Power Query Editor Tutorial: Extract Record Field Values From Lists

by | Power BI

In this Power Query Editor tutorial, I want to showcase how you can extract record field values from a nested list and combine those into a single text string. You can watch the full video of this tutorial at the bottom of this blog.

A member of the Enterprise DNA Forum posted this scenario. We have here a table that contains lists. If we drill down into that first list and right-click to the side in the white space and select Add as New Query, we can see the content of that list.

power query editor tutorial

This list contains three records. When I click off to the side in the white space, we can see a preview of the content of that record down below.

power query editor tutorial

The goal is to look up the field lookup value and then extract that value. Once we’ve extracted all those field values, we’re going to combine those into a single text string. So, I’ll reference my source query. I’ll right-click that and select Reference.

power query editor tutorial

Power Query Editor Tutorial – Transforming Nested Lists & Extracting Values

Via that mini table icon, I’ll add a custom column. We want to transform that nested list, extracting each value from that field in those nested records. To do this, we can use a function called list.transform.

power query editor tutorial

This function requires a list, and our lists are in the FromLookup column. So I’ll select that and then put a comma. Next, it wants a transformation as a function. And for each element in that list, we want to get the text from it.

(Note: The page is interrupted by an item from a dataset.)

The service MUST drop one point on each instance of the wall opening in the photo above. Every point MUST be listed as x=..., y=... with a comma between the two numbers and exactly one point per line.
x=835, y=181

So, I’ll write here each Text.From. To access all of the elements, we can use the nameless variable, underscore. So I’ll add the underscore here. But all the elements in our list are records, so we need to also add the field access operator. In a set of square brackets, we can add the field name that we want to access, and that’s called lookupvalue. Close the square bracket and close in parenthesis. Add another closing parenthesis for the List.Transform function, and then press OK.

Let’s click to the side in the wide space to see the results. As you can see, we’ve got all the descriptions from those nested records.

However, we get an error in the third table.

I’ll right-click and add it as a new query. I’ll click off to the side in the wide space and we can see that there’s no lookup value. The field doesn’t exist in this record, so let’s fix that as well.

I’ll delete this helper query, step back to our design query. And after the field access operator, we can simply add the question mark and press enter.

power query editor tutorial

With that, we no longer get that error, but we get a Null instead. All that’s left to do is to combine these text values.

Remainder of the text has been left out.